There was a pair of nylons on a hanger behind the door, and he touched them gently with his fingers, excited and pleased by their fineness and quality. It gave him an oddly intimate pleasure to touch her stockings like that, and to look around at her bottles of colognes and perfumes. He turned back to the medicine cabinet and studied his face closely in the mirror. His face was flushed with liquor, but he liked the sight of his big square features and damp healthy-looking hair. He squared his shoulders and sucked in his sagging stomach. Still a first-class man, he thought. A little extra weight around the middle, but the muscles of his shoulders and arms were thick and powerful, and he knew damn well he could handle most punks half his age.
Nolan put up his hands slowly in a fighting stance, and snapped a left hook at his reflection. He followed it with a hard straight right, perfectly thrown. His right shoulder dropped, his right foot twisted sharply inward, snapping his hip and his torso behind the punch. He stopped his fist half an inch from the mirror and then dropped his hands to his side, smiling self-consciously.
The phone was ringing as he walked out of the bathroom. Some instinct made him pause. He heard Linda’s light footsteps, and then her voice, high and rather nervous.
“Oh, hello Mark.”
Nolan stepped quickly into the archway of the living room.
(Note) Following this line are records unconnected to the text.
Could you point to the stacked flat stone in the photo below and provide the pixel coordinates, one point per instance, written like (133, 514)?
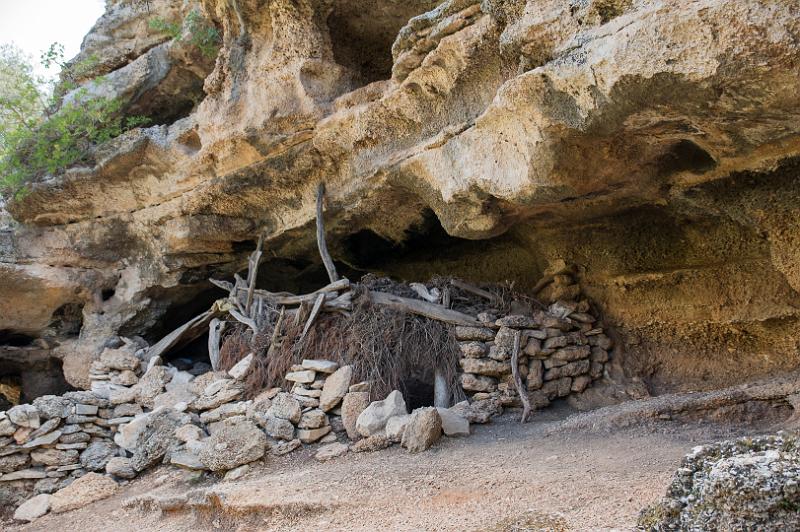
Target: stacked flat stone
(46, 445)
(562, 350)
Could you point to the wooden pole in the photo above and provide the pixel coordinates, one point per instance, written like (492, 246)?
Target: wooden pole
(323, 247)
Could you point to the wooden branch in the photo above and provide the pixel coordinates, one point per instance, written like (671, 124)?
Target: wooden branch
(472, 289)
(314, 311)
(343, 302)
(423, 308)
(544, 281)
(184, 334)
(215, 330)
(276, 332)
(244, 319)
(323, 247)
(225, 285)
(285, 298)
(252, 273)
(446, 297)
(521, 390)
(431, 296)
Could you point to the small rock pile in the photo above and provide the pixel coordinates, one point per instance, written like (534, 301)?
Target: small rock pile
(561, 352)
(745, 484)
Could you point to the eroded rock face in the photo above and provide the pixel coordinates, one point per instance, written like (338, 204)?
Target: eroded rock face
(652, 144)
(749, 483)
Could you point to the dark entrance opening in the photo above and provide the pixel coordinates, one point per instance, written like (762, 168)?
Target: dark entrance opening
(418, 388)
(26, 374)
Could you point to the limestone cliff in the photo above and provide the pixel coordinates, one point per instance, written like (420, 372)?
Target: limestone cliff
(652, 144)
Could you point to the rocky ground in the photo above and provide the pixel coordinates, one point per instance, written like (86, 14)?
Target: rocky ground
(506, 476)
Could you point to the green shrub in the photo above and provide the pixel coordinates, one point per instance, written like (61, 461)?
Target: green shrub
(200, 33)
(39, 134)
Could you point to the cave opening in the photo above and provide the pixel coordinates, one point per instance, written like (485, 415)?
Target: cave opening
(362, 34)
(15, 339)
(418, 388)
(686, 156)
(26, 374)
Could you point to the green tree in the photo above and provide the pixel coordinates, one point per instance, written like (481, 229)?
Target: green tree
(48, 126)
(22, 94)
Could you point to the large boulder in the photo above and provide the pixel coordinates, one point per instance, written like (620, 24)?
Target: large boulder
(150, 436)
(120, 467)
(97, 454)
(352, 405)
(285, 406)
(373, 419)
(335, 388)
(53, 406)
(25, 416)
(453, 424)
(33, 508)
(396, 426)
(151, 385)
(236, 442)
(424, 428)
(82, 491)
(275, 427)
(745, 484)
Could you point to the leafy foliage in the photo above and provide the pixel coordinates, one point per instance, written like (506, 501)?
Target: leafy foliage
(199, 32)
(42, 131)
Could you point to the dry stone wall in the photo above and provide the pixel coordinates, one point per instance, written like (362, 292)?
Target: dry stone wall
(562, 351)
(140, 412)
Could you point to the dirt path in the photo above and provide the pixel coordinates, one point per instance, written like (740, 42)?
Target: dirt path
(504, 473)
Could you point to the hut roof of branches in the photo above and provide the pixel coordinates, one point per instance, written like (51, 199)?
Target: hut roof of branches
(386, 330)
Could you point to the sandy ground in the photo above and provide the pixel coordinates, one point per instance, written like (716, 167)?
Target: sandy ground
(506, 476)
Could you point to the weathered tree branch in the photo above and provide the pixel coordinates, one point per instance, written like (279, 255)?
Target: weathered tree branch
(323, 247)
(474, 290)
(314, 311)
(252, 273)
(521, 390)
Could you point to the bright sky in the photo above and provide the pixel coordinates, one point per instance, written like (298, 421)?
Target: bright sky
(34, 25)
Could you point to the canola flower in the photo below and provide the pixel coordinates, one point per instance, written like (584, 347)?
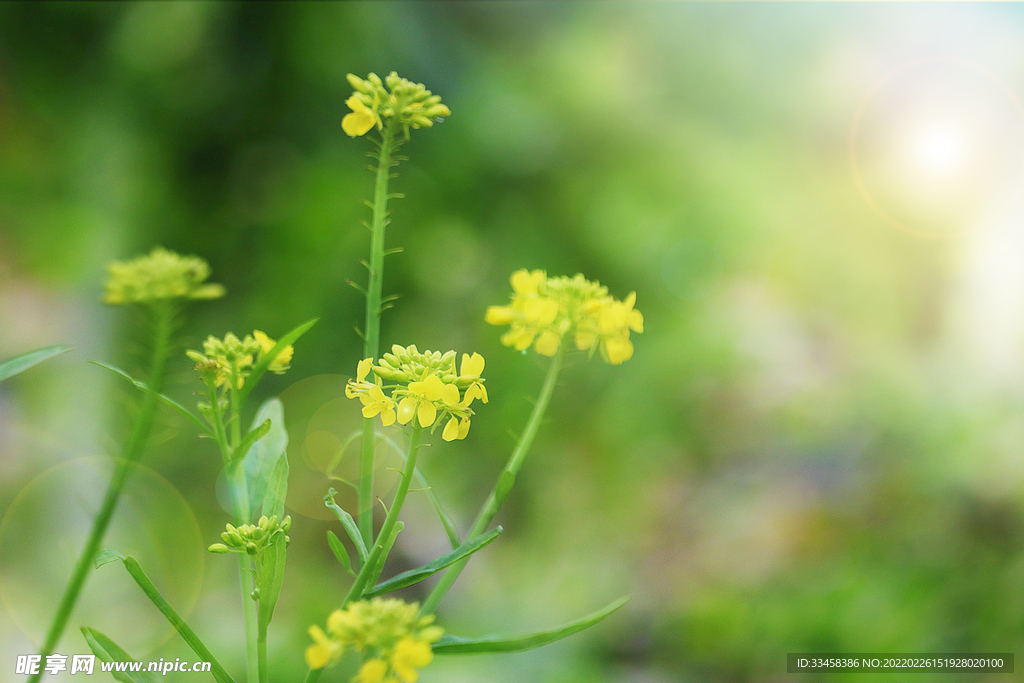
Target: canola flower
(160, 274)
(410, 104)
(425, 386)
(230, 358)
(389, 635)
(545, 310)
Linda stood with her back to him, holding the receiver to her ear with both hands. She listened for a moment, and then she said, in low voice: “Yes, Lieutenant. I’ll do what you say.”
Nolan closed the distance between them with one long stride. He caught her throat in one hand, and ripped the phone away with his other. He put the receiver against his ear and heard Ramussen’s hard precise voice.
“We’re going to pick up Nolan tonight, Miss Wade. Mark has told me you have Nolan’s money, so I want you to leave your apartment immediately. He’s a dangerous man and I don’t intend to give him the opportunity to kill anyone else. Is that clear? Hello! Hello! Can you hear—”
Nolan put the phone slowly down in its cradle, cutting off Ramussen’s sharply pitched voice. He swung Linda about and stared into her face with murderous eyes.
“Double crossing bitch,” he shouted at her, his breath coming in uneven heaving gasps. He could feel the rage in his body, as if it were some tangible, physical thing that might blow him apart with its intensity. “Bitch, bitch,” he yelled, and struck her across the face with the back of his hand.
“No, Barny, no,” she cried, clinging to his arm.
He threw her to the floor and stared about wildly. A lamp caught his eye and he knocked it halfway across the room with a blow of his fist. Then he dropped to one knee beside Linda and caught her shoulders in his big hands.
“Where’s my money?” he said, his voice hoarse and wild. “Where’s my money?” He shook her until her hair loosened and fell in disorder about her face and shoulders.
“In the closet, in the closet,” she cried, and the words sounded as if they were torn and shaken from her body. “On the shelf, behind the shoes.”